Boredom
Boredom 2020 Part 1. Curiosity.
Do you have childhood memories of long car trips (sitting in the back seat looking out the window when not arguing with a sibling); or visits to certain older relatives who could only deliver chin-chucks and pointless advice about how to be a nice person? Wasn’t it boring.
This type of boredom probably welled up from strong emotions of being trapped and lacking control. Can we call this situational boredom? (In the follow-up article I will identify a second type of boredom.)
In situational boredom you will also feel anxious and restless. Most of all you will be absent in your mind, as you daydream about other possibilities in that moment in time. Now let’s move beyond the instance of situational boredom to more enduring forms.

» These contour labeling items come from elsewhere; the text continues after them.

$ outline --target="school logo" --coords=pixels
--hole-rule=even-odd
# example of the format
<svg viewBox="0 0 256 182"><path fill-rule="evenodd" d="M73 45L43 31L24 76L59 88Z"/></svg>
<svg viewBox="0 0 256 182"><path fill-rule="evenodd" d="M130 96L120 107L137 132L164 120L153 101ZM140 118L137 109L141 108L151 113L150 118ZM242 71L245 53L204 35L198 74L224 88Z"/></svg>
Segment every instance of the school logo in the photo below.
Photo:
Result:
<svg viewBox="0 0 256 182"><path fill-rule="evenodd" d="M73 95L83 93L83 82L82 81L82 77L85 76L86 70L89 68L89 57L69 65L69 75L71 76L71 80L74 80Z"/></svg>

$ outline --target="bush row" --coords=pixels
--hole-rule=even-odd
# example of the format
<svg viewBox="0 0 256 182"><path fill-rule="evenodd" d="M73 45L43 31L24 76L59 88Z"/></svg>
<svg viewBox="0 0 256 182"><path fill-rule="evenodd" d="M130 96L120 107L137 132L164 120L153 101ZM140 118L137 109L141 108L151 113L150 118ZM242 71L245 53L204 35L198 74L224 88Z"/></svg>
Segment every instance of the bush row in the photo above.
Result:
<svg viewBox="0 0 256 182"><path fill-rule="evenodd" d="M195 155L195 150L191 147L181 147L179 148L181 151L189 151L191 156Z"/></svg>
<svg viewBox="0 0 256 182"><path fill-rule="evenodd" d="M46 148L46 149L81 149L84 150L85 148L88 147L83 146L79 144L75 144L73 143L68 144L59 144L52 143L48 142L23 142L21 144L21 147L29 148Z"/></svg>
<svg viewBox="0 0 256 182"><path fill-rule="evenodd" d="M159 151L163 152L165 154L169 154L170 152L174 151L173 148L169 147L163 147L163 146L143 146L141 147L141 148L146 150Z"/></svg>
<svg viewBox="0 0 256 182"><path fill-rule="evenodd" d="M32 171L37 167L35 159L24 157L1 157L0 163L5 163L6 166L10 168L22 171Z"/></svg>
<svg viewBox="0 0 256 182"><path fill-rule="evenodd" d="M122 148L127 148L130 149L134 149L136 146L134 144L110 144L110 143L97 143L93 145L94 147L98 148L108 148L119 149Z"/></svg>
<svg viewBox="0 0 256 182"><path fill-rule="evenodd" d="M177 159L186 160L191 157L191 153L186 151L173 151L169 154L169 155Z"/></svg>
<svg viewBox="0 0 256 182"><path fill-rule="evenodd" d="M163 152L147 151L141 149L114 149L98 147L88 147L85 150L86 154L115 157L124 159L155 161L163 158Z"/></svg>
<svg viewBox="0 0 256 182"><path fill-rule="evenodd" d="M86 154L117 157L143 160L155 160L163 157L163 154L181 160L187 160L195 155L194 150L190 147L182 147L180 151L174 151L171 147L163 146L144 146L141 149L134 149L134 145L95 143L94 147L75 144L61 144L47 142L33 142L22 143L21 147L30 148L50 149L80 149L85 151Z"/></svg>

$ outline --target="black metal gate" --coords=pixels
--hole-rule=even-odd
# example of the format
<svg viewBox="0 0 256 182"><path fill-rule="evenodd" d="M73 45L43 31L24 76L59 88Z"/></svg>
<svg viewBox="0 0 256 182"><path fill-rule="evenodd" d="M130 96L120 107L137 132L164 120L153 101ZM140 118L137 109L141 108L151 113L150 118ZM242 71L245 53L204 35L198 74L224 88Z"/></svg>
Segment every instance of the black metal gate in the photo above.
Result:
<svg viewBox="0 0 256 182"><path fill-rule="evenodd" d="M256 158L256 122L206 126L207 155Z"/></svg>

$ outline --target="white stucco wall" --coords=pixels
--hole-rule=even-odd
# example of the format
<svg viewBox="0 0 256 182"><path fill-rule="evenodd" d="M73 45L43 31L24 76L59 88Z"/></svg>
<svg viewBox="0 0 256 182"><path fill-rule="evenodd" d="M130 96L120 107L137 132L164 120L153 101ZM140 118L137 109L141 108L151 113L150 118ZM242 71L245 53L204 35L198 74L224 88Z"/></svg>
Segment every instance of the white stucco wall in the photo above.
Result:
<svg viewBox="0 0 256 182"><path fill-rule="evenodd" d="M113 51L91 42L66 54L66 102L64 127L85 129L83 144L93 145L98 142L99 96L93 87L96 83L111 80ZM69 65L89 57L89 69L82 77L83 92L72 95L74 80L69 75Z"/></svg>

Suppose your job is not satisfying you, or your weekends seem to be devoid of desirable activities and you find yourself looking at the clock or reading the newspaper with neither enjoyment nor enlightenment. The aim is to try something radically different from your routine. Here are some ideas you can try out that may help you escape this entrenched form of boredom:
· Look at your neighbourhood in a different way. Linger to look at flowers, drink at a new coffee shop, walk down an unfamiliar street.
· Listen more closely to a friend’s point of view that you disagree with. Try to build a bridge of common beliefs, as you question your own.
· Do something that makes you feel uncomfortable. An example a friend gave me is learning to skate or rollerblade backwards. No thanks, but it sounds challenging.
Inside these three examples the word “curious” is embedded. Hence curiosity may be the antidote you need for your boredom.
The examples above are nothing more than a sample, but there are many more to try out and test to see if they suit you.
Retirement is certainly a time when you can feel bored. After all you have 7 days a week at your disposal. But if you open yourself to curiosity life in retirement doesn’t need to have you pining away under a cloud of boredom. Those first few years of retirement are too precious to waste.
You now have plenty of time to re-define your activities and re-orient the way you spend your day. Finally, the probability of sitting in the back of your parents’ car, or being press-ganged into visiting a great aunt has been severely trampled on by the march of time.
Retirement: You won’t know what it is like until you get there.